В присутствии Виктора она чувствовала себя удивительно спокойно, тогда же она
впервые перестала интересоваться, была ли её жизнь случайностью или
предопределением. Виктор был человеком, который имел право принимать решения, и
Верочка ни минуты не сожалела о том, что вскоре без раздумий отдалась ему в
кабинете, где он остался на ночь после тяжелой длительной операции.
Единственное, что её мучило, это неизвестно откуда взявшееся воспоминание об
этих гибких пальцах, которые уже когда-то давно ласкали её.
Верочка заинтересовалась эзотерикой, буддизмом, ей страстно хотелось узнать,
кем она была в прошлой жизни и где она встречалась с Виктором. Виктор,
улыбаясь, соглашался быть кем угодно: лордом Бекингемом, герцогом Ришелье,
Фуке, Рахманиновым - для Верочки было несомненным, что у мужчин, которые любили
её в прошлых жизнях, были длинные, гибкие пальцы.
Как-то на пляже в Зеленогорске, где Верочка впервые пять лет тому назад увидела
Виктора, она поранила ногу об осколок бутылочного стекла и Виктор, утешая её,
лёгкими поцелуями перебирал пальцы её ног и она, впервые за всё время их
отношений, счастливо и беззаботно смеялась.
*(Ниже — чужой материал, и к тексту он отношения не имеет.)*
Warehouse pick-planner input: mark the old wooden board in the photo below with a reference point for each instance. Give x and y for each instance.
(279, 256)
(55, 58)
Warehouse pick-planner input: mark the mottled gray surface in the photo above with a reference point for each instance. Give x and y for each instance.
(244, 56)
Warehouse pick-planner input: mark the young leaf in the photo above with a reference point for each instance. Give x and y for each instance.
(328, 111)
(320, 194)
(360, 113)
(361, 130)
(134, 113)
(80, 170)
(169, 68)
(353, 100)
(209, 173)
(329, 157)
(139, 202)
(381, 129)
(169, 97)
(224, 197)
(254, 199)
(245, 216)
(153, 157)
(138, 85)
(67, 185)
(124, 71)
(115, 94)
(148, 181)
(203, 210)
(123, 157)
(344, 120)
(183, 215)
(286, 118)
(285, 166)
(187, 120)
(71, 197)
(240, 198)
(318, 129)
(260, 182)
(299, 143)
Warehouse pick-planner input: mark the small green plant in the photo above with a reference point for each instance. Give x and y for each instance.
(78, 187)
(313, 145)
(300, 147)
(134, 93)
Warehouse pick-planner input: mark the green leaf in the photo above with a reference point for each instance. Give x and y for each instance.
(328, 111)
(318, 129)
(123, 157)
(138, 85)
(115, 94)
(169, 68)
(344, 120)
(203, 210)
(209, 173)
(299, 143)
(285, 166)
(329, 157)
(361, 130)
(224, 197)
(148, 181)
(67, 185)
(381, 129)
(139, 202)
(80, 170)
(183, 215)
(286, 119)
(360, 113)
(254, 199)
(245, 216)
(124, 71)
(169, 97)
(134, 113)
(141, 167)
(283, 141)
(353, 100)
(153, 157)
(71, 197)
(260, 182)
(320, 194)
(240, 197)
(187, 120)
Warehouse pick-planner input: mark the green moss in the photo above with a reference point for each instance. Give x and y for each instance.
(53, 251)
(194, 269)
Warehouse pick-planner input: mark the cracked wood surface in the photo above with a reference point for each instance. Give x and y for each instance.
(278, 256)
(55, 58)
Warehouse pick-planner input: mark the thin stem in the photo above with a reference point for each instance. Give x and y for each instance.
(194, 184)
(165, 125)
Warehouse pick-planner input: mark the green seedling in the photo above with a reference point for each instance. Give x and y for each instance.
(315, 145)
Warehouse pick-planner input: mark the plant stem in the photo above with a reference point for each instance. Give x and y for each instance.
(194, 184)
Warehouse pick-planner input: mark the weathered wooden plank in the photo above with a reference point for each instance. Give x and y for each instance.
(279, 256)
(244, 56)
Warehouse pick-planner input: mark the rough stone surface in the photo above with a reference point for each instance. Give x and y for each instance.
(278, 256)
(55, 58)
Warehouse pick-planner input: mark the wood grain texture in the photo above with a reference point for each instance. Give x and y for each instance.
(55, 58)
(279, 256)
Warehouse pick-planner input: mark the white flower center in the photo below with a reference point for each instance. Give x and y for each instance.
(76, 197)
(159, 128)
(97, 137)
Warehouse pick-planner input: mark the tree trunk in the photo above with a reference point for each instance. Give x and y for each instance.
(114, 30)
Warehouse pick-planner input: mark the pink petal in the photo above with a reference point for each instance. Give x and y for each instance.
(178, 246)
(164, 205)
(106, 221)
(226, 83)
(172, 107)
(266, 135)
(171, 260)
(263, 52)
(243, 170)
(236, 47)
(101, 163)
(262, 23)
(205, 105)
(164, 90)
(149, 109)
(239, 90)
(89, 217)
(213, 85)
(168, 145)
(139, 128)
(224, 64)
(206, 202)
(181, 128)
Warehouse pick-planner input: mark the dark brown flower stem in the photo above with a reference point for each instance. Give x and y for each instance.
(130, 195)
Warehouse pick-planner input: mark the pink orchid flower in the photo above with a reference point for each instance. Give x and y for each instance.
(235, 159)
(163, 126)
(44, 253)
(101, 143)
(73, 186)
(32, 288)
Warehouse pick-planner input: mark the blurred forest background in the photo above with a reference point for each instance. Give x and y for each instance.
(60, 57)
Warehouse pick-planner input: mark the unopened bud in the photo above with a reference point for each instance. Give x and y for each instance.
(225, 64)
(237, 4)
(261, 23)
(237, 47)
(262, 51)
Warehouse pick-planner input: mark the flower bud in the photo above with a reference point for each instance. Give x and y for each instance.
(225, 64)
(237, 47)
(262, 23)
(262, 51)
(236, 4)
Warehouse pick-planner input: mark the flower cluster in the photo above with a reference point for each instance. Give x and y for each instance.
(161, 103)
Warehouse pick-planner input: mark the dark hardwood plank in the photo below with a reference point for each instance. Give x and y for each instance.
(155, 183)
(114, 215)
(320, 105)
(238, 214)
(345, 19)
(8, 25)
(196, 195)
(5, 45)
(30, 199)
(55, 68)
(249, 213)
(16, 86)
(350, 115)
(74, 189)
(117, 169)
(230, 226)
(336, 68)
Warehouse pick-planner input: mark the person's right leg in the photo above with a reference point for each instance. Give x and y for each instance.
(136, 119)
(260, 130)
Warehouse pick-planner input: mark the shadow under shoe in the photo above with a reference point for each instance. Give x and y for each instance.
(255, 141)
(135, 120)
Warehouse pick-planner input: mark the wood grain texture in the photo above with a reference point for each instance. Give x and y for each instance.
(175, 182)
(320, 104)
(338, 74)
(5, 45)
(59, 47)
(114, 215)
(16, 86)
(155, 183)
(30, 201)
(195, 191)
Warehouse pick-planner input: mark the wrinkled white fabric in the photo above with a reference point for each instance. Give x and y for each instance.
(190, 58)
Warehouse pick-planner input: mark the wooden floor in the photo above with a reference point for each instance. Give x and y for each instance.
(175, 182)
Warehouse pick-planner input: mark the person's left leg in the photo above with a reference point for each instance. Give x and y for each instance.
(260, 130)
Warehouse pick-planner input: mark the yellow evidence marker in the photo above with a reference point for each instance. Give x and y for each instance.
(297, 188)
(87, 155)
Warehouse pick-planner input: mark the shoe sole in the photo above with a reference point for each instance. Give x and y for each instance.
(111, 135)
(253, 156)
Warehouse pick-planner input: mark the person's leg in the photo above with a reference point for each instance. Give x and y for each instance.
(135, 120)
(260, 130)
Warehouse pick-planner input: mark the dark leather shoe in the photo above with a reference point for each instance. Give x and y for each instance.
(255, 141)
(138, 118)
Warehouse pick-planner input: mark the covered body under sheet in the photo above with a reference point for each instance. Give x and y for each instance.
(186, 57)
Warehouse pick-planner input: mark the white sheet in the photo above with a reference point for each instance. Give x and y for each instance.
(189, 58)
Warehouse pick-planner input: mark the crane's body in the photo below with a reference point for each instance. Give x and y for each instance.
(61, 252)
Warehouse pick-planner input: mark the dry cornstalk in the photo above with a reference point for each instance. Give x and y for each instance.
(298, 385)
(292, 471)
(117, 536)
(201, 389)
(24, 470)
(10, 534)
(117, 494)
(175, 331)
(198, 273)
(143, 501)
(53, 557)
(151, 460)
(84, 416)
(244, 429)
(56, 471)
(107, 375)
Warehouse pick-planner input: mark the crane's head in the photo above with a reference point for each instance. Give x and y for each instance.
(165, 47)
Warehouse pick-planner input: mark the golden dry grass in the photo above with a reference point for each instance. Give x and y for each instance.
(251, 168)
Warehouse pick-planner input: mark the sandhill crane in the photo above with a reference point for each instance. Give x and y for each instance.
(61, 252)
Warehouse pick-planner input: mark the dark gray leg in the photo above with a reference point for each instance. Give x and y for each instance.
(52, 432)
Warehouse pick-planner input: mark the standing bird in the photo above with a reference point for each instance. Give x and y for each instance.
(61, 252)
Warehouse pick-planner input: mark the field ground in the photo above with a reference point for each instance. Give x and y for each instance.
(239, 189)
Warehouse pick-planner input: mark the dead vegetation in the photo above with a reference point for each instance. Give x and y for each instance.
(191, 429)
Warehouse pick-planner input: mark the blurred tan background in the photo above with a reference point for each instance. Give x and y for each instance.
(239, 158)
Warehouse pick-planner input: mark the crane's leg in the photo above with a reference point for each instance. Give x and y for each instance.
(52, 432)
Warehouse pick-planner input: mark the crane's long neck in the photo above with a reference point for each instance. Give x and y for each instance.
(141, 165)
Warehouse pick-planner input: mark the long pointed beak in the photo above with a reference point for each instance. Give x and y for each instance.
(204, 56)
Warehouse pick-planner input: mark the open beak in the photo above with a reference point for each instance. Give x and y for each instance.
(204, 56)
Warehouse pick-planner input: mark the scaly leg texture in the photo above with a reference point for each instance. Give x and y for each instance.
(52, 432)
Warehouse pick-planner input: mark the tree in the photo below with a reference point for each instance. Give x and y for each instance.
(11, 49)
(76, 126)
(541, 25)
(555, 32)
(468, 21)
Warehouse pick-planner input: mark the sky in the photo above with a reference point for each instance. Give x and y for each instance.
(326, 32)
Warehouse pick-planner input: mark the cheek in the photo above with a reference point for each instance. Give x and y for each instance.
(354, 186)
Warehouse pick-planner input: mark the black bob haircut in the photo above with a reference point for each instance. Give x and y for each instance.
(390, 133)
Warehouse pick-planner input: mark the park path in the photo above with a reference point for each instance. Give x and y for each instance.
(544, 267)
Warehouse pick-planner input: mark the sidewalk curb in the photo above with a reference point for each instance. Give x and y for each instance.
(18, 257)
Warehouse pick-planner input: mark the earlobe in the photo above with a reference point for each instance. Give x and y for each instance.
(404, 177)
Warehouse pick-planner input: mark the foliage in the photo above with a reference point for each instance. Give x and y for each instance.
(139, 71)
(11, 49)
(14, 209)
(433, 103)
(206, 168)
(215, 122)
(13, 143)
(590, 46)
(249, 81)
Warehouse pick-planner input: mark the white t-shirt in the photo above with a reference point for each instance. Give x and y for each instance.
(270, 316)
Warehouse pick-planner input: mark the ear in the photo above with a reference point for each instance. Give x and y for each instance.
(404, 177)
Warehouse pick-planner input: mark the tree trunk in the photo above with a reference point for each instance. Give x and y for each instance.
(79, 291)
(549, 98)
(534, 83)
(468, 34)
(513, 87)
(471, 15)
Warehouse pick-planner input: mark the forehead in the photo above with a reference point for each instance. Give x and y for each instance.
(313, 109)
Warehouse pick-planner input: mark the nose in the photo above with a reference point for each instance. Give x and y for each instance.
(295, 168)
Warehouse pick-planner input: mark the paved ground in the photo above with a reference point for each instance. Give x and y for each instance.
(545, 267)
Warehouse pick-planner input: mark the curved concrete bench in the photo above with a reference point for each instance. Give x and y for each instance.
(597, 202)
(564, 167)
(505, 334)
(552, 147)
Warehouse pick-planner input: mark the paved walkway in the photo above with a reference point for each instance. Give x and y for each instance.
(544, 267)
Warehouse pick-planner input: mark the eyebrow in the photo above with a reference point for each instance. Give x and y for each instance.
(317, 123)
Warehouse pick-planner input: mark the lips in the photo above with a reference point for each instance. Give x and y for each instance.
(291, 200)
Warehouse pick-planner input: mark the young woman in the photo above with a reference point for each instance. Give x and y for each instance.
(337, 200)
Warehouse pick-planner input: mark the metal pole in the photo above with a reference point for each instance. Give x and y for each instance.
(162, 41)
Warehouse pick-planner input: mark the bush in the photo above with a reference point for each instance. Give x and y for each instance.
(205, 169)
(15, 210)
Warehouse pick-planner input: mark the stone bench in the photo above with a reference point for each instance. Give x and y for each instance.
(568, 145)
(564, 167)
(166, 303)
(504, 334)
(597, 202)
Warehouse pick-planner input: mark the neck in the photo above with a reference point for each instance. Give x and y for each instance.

И только, когда они вернулись в
Ленинград и Виктор уехал к жене, а Верочка осталась одна в комнате коммунальной
квартиры старинного дома на Васильевском острове, единственное окно которого
выходило в двор-колодец и куда никогда не заглядывало солнце, в той самой
комнате, куда семья вернулась после эвакуации, Верочка вспомнила, кто был тот
единственный мужчина в её жизни, на чьи ласки и поцелуи откликалась каждая
клеточка её тела.
Эту белую июньскую ночь Верочка провела без сна, плакать она так и не научилась
и только до крови искусала себе губы. Утром она пошла на Смоленское кладбище,
после долгих поисков нашла могилу родителей и долго сидела у заросшей бурьяном
плиты, пытаясь понять, в утешение или насмешку дарована была ей встреча с
Виктором. Ржавые колёсики где-то на небесах со скрипом шевельнулись, и через
четверть века вместо рано умерших родителей в её жизни появился мужчина, с которым
она снова почувствовала себя ребёнком, расслабившись и забыв о коварстве судьбы
и жестокости Бога.
Через две недели Верочка поняла, что она беременна, а ещё через неделю Виктор
умер от остановки сердца, так и не узнав, что он стал отцом.
Верочка вытащила из шкафа старый Вельтмайстер, к рождению дочери она научилась
играть "Под городом Горьким", и уже через два года "где ясные
зойки" подтягивала Наденька, и на эту песню, как мотыльки на свет,
стягивались довоенные старушки из соседних комнат.